We combined the circle time story ‘The Colours of Us’ with our science unit, ‘Animals including Humans’ with a focus on ourselves. The children enjoyed the book thoroughly. It is narrated by a 7 year old girl, who compares the different colours of the skin to various delicious foods like peanut butter, marzipan, chestnut, vanilla taffy, cinnamon, coffee and many more. The association of skin colour with food is a positive affirmation of the variety of skin tones.

We explored the different colours of skin in class. The picture below was a simple activity to see the different shades of brown. The book enabled us to explore diversity in a reassuring and uplifting way.

Our hands!

We then decided to create a collage of all the children’s faces in the class. We mixed paint and made some shades of brown and children used mirrors and each other’s perspectives to paint or colour in their features.

paint 3
The many shades of brown!

Children learned that people can be different and unique yet have so many similarities and so much in common. There is beauty in cultural diversity that exists in the variety of skin colours.
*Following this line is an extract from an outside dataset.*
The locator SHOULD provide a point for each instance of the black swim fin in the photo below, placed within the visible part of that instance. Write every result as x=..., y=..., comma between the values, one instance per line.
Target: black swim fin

This is our final display and its going to go up on our class door!


We enjoy reading books and multicultural stories from around the world.

Some of the favourites in my class, this year, have been:

The books ‘Hair’ and ‘I love my hair’ were read to celebrate the different colours, textures and styles of hair we find in our class.

There are so many ways in which multiculturalism can be embedded in the ethos of a class:

  • classroom environment which includes the climate (open mindedness, acceptance), space, set up and displays,
  • books we read or the books that children can choose from, to take home,
  • interactions and discussions including space to disagree, share opinions and points of view,
  • learning about different customs, traditions, values, beliefs etc,
  • themes and topics of study (multicultural perspectives while planning),
  • addressing stereotypes and generalisations about cultures, communities or gender,
  • variety of approaches to teaching and learning while catering to a range of needs,
  • encouraging student interest and child centred learning,
  • celebrating our cultural diversity and similarities by inviting parents to enrich our curriculum
  • reading and learning about transition and making time to talk about the gamut of emotions that make for transition education
  • educating children about ‘third culture kids‘ or what makes them ‘global nomads’.

How do you ensure that multiculturalism is celebrated and embedded in your class?

Are there any books that you have recently read to your class that celebrate diversity?